On 07/12/2016 10:27 AM, Tejun Heo wrote:
Hello,

On Mon, Jul 11, 2016 at 01:32:11PM -0400, Waiman Long wrote:
The percpu APIs are extensively used in the Linux kernel to reduce
cacheline contention and improve performance. For some use cases, the
percpu APIs may be too fine-grain for distributed resources whereas
a per-node based allocation may be too coarse as we can have dozens
of CPUs in a NUMA node in some high-end systems.

This patch introduces a simple per-subnode APIs where each of the
distributed resources will be shared by only a handful of CPUs within
a NUMA node. The per-subnode APIs are built on top of the percpu APIs
and hence requires the same amount of memory as if the percpu APIs
are used. However, it helps to reduce the total number of separate
resources that needed to be managed. As a result, it can speed up code
that need to iterate all the resources compared with using the percpu
APIs. Cacheline contention, however, will increases slightly as each
resource is shared by more than one CPU. As long as the number of CPUs
in each subnode is small, the performance impact won't be significant.

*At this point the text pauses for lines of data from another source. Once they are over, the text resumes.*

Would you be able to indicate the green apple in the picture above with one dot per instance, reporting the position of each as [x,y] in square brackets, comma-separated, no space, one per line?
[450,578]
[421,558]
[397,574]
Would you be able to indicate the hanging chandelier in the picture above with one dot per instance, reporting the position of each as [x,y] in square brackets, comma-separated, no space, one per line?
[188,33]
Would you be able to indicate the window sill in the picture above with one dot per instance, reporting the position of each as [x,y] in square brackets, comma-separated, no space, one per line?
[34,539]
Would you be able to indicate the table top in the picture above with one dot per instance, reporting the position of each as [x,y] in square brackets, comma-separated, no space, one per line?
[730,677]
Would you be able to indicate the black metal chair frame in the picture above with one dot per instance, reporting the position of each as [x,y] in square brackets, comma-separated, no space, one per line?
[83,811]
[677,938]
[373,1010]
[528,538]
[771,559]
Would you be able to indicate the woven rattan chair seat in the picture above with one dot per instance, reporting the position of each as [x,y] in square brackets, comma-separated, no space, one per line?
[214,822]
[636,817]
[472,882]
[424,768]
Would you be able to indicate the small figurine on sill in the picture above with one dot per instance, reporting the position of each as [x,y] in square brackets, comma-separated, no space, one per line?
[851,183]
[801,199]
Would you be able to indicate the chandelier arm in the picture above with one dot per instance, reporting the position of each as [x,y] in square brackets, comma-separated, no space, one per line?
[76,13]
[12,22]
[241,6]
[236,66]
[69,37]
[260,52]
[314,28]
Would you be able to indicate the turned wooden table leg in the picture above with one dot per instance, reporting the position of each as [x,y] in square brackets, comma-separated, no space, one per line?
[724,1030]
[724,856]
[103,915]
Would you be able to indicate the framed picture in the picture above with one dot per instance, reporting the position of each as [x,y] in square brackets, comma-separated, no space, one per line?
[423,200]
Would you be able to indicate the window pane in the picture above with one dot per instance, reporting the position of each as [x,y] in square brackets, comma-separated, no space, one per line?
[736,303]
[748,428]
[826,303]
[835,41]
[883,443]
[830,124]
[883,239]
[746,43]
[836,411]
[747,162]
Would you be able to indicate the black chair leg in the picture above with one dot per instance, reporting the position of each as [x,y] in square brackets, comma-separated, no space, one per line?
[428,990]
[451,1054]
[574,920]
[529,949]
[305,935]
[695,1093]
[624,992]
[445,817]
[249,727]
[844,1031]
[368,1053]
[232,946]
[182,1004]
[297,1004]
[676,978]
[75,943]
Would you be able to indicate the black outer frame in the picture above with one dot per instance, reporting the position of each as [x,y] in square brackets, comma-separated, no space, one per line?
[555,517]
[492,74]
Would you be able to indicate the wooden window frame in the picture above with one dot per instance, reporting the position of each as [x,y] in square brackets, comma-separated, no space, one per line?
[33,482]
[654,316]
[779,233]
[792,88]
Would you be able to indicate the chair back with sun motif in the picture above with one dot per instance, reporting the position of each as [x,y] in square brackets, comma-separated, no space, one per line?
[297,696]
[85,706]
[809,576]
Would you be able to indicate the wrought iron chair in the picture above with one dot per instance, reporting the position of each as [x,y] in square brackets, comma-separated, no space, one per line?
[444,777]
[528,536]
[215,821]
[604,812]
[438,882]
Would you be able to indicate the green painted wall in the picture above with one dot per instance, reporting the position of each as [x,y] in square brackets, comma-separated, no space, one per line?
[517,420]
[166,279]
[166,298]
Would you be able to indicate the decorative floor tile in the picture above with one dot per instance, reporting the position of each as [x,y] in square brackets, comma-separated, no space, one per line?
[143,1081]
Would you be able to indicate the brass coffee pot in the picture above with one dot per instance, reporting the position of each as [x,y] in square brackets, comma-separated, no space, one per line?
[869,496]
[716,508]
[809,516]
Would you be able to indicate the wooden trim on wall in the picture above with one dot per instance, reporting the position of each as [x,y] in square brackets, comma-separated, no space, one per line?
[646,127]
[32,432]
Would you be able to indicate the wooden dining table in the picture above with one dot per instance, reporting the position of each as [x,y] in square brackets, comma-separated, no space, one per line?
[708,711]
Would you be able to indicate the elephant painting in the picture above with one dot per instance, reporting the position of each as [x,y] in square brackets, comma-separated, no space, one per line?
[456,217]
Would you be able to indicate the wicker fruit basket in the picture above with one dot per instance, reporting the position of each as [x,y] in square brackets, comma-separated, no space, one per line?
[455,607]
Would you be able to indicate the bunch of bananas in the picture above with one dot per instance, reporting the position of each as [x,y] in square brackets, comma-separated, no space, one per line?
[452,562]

In this patch, at most 2 sibling groups can be put into a subnode. For
an x86-64 CPU, at most 4 CPUs will be in a subnode when HT is enabled
and 2 when it is not.
I understand that there's a trade-off between local access and global
traversing and you're trying to find a sweet spot between the two, but
this seems pretty arbitrary. What's the use case? What are the
numbers? Why are global traversals often enough to matter so much?

The last 2 RFC patches were created in response to Andi's comment to have coarser granularity than per-cpu. In this particular use case, I don't think global list traversals are frequent enough to really have any noticeable performance impact. So I don't have any benchmark number to support this change. However, it may not be true for other future use cases.

These 2 patches were created to gauge if using a per-subnode API for this use case is a good idea or not. I am perfectly happy to keep it as per-cpu and scrap the last 2 RFC patches. My main goal is to make this patchset more acceptable to be moved forward instead of staying in limbo.

Cheers,
Longman